The IMF's updated World Economic Outlook (WEO) forecast global growth of 3.9 percent this year and next, despite sharp downgrades to estimates for Germany, France and Japan.

The US economy is still seen growing by 2.9 percent this year, and the estimate for China remains 6.6 percent, with little impact expected near term from the tariffs on tens of billions of dollars in exports the countries have imposed on each other so far.

"But the risk that current trade tensions escalate further – with adverse effects on confidence, asset prices, and investment – is the greatest near-term threat to global growth," IMF Chief Economist Maurice Obstfeld said.

The fund warns growth could be cut by a half point by 2020 if tariff threats are carried out.

Although the global recovery is in its second year, growth has "plateaued" and become less balanced, and "the risk of worse outcomes has increased," Obstfeld said in a statement.

Addressing 'disenchantment'

The report comes as US President Donald Trump has imposed steep tariffs duties on US$34 billion in imports from China, with another US$200 billion coming as soon as September, on top of duties on steel and aluminium from around the world including key allies.

China has matched US tariffs dollar for dollar and threatened to take other steps to retaliate, while US exports face retaliatory taxes from Canada, Mexico and the European Union.

"An escalation of trade tensions could undermine business and financial market sentiment, denting investment and trade," the IMF report said. 

In addition, "higher trade barriers would make tradable goods less affordable, disrupt global supply chains, and slow the spread of new technologies, thus lowering productivity."

The IMF said growth prospects are below average in many countries and urged governments to take steps to ensure economic growth will continue.

The fund said global cooperation and a "rule-based trade system has a vital role to play in preserving the global expansion."

However, without steps to "ensure the benefits are shared by all, disenchantment with existing economic arrangements could well fuel further support for growth-detracting inward-looking policies."

Europe, Japan slowing

The sweeping US tax cuts approved in December will help the economy "strengthen temporarily," but growth is expected to moderate to 2.7 percent for 2019.

And while the fiscal stimulus will boost US demand, is also will increase inflationary pressures, the WEO warned.

China's growth also is seen slowing in 2019 to 6.4 percent.

After upgrading growth projections for the euro area in the April WEO, the IMF revised them down by two-tenths in 2018 to 2.2 percent, due to "negative surprises to activity in early 2018," and another tenth in 2019 to 1.9 percent.

The estimates for Germany, France and Italy were cut by 0.3 points each, with Germany seen expanding by 2.2 percent this year and 2.1 percent in 2019. France's GDP is expected to grow 1.8 percent and 1.7 percent.

Meanwhile, Britain is now forecast to grow 1.4 percent this year, 0.2 points less than the April estimate, and 1.5 percent in 2019.

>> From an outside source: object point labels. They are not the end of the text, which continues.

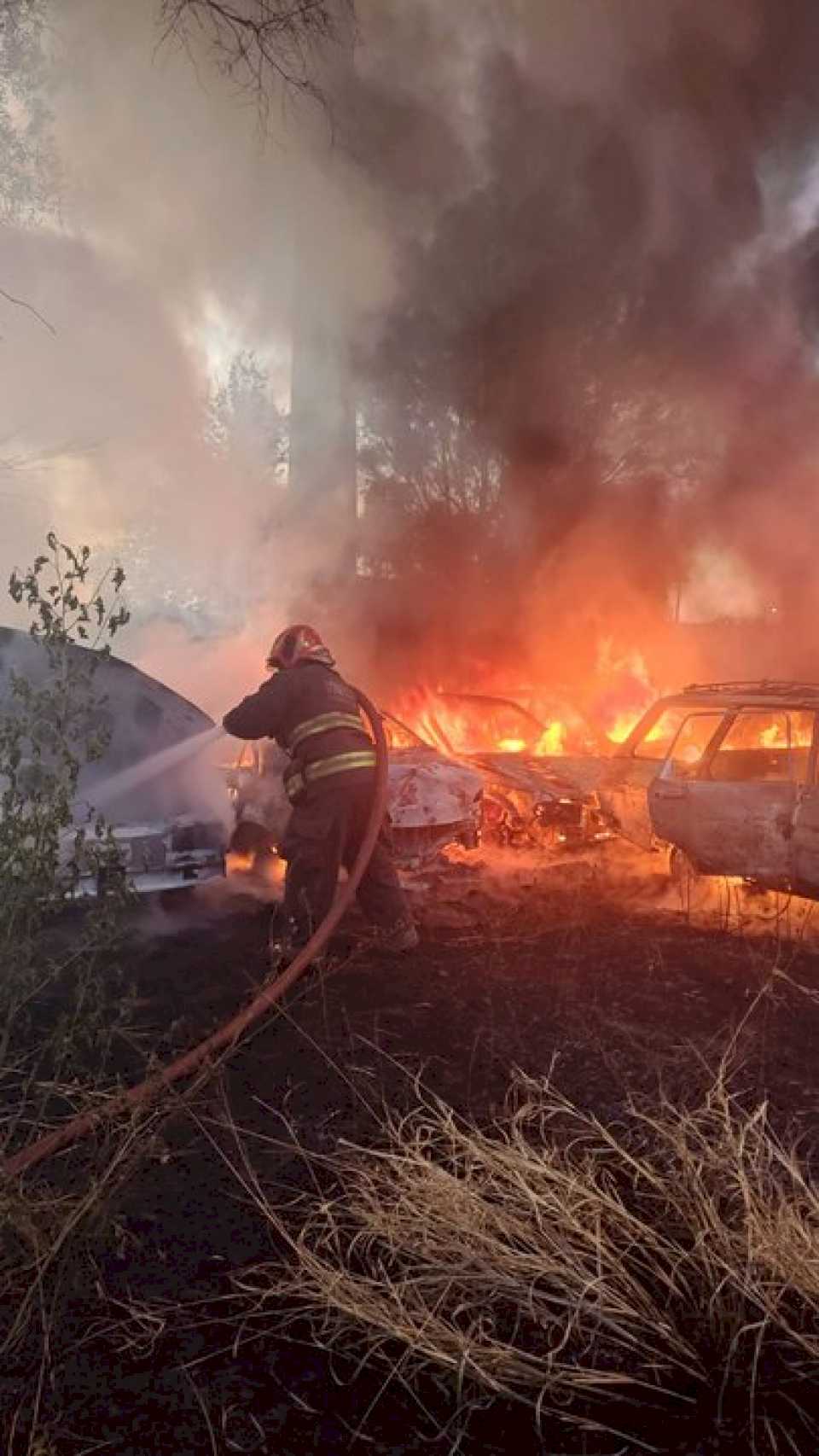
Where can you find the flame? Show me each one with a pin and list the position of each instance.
(619, 693)
(552, 742)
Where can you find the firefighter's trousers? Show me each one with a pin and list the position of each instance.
(325, 831)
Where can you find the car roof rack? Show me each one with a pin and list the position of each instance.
(761, 688)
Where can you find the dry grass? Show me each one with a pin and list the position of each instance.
(656, 1278)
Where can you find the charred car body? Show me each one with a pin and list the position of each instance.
(723, 775)
(531, 794)
(433, 801)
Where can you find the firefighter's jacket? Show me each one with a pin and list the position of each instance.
(313, 715)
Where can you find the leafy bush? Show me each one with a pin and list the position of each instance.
(59, 993)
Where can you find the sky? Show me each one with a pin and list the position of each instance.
(592, 226)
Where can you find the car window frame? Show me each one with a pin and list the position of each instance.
(732, 713)
(700, 711)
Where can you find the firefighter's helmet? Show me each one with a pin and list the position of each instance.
(299, 644)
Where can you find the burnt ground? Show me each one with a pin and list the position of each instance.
(544, 970)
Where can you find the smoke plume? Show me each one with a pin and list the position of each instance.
(566, 255)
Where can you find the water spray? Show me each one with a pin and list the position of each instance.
(227, 1035)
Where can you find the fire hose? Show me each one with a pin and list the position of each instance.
(229, 1034)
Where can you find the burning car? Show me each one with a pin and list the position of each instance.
(166, 812)
(433, 801)
(723, 777)
(534, 791)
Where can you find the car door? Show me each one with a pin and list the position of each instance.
(740, 807)
(804, 845)
(626, 787)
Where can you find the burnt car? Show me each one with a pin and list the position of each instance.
(433, 801)
(723, 778)
(532, 791)
(167, 812)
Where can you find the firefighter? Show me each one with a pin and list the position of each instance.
(313, 713)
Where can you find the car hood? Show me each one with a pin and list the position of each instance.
(425, 789)
(550, 777)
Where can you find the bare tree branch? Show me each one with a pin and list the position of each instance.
(262, 41)
(20, 303)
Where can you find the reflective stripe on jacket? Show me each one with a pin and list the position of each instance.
(299, 777)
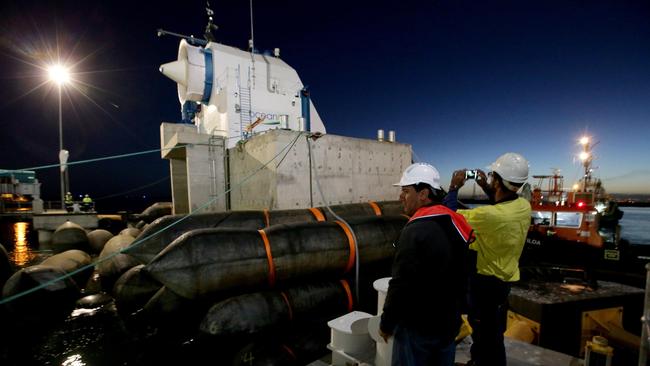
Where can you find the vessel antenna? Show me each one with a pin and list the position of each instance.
(210, 26)
(252, 40)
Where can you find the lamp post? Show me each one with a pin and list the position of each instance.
(60, 75)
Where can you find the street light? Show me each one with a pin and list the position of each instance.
(60, 75)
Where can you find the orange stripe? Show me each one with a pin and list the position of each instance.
(269, 257)
(286, 301)
(317, 214)
(289, 351)
(267, 219)
(351, 241)
(375, 207)
(346, 287)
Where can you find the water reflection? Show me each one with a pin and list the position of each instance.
(22, 253)
(74, 360)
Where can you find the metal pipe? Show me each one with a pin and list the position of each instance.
(207, 261)
(61, 171)
(645, 321)
(154, 239)
(380, 135)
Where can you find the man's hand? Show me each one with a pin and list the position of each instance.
(481, 178)
(457, 180)
(384, 335)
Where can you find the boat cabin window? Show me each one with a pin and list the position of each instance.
(568, 219)
(541, 217)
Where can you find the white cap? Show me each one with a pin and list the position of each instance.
(512, 167)
(420, 173)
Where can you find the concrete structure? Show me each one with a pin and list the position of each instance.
(348, 170)
(197, 169)
(16, 188)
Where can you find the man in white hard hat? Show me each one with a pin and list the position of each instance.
(422, 307)
(501, 230)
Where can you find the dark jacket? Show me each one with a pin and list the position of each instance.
(427, 290)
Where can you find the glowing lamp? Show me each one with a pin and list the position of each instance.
(59, 74)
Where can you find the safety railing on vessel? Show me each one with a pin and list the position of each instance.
(645, 322)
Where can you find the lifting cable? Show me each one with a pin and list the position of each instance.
(356, 245)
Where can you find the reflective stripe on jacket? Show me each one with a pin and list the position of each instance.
(500, 231)
(460, 223)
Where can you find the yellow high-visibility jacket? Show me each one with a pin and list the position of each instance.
(501, 231)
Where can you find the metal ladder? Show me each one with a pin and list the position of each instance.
(245, 102)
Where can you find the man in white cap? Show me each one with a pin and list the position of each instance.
(501, 230)
(423, 302)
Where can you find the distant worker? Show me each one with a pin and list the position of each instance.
(501, 230)
(429, 258)
(87, 203)
(68, 202)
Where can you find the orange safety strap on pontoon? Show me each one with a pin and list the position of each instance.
(267, 218)
(317, 214)
(346, 287)
(269, 257)
(348, 233)
(375, 207)
(286, 301)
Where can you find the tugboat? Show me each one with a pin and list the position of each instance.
(577, 229)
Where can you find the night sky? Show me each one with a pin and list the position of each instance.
(462, 81)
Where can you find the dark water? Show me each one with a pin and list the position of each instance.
(635, 225)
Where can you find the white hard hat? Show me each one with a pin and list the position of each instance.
(420, 173)
(512, 167)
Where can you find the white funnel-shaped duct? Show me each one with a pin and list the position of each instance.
(188, 72)
(175, 70)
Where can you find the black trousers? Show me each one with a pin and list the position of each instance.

Japan's GDP is seen slowing to 1.0 percent this year, two-tenths less than previously forecast, "following a contraction in the first quarter, owing to weak private consumption and investment." It should grow 0.9 percent the following year.

India remains a key drivers of global growth, but the GDP outlook was cut one-tenth for this year and three-tenths for next year to 7.3 percent and 7.5 percent, respectively.

Brazil saw an even sharper 0.5-point downward revisions from the April forecast, to 1.8 percent this year.

'Economic collapse' in Venezuela

Venezuela is in a state of "economic collapse" with hyperinflation not see since the middle of the last century, the IMF said in a grave warning.

Despite higher oil prices that are benefitting most exporting nations, the IMF sees a worsening contraction of the economy, which in April already was forecast to decline 15 percent, with inflation this year of 14,000 percent.

"It's very hard to exaggerate the extent of disruption in the Venezuelan economy," Obstfeld said.

Already the fund sees double-digit contraction in coming years and "we've increased our assessment about the degree of contraction," he told reporters. In addition, "we're seeing a hyperinflation rivalled only by Zimbabwe and the great historical hyperinflation of the inter-war period."

The IMF did not release a new forecast for Venezuela in the quarterly update to the World Economic Outlook, which provides a limited set of estimates.

Obstfeld noted the wave of migrants fleeing Venezuela was having an impact on neighbouring economies, even though there is no language barrier. 

"Just as in other parts of the world there is a huge challenge to absorb these migrants," he said.

OPEC data show Venezuelan oil production crashed to a new 30-year low of 1.5 million barrels a day in June.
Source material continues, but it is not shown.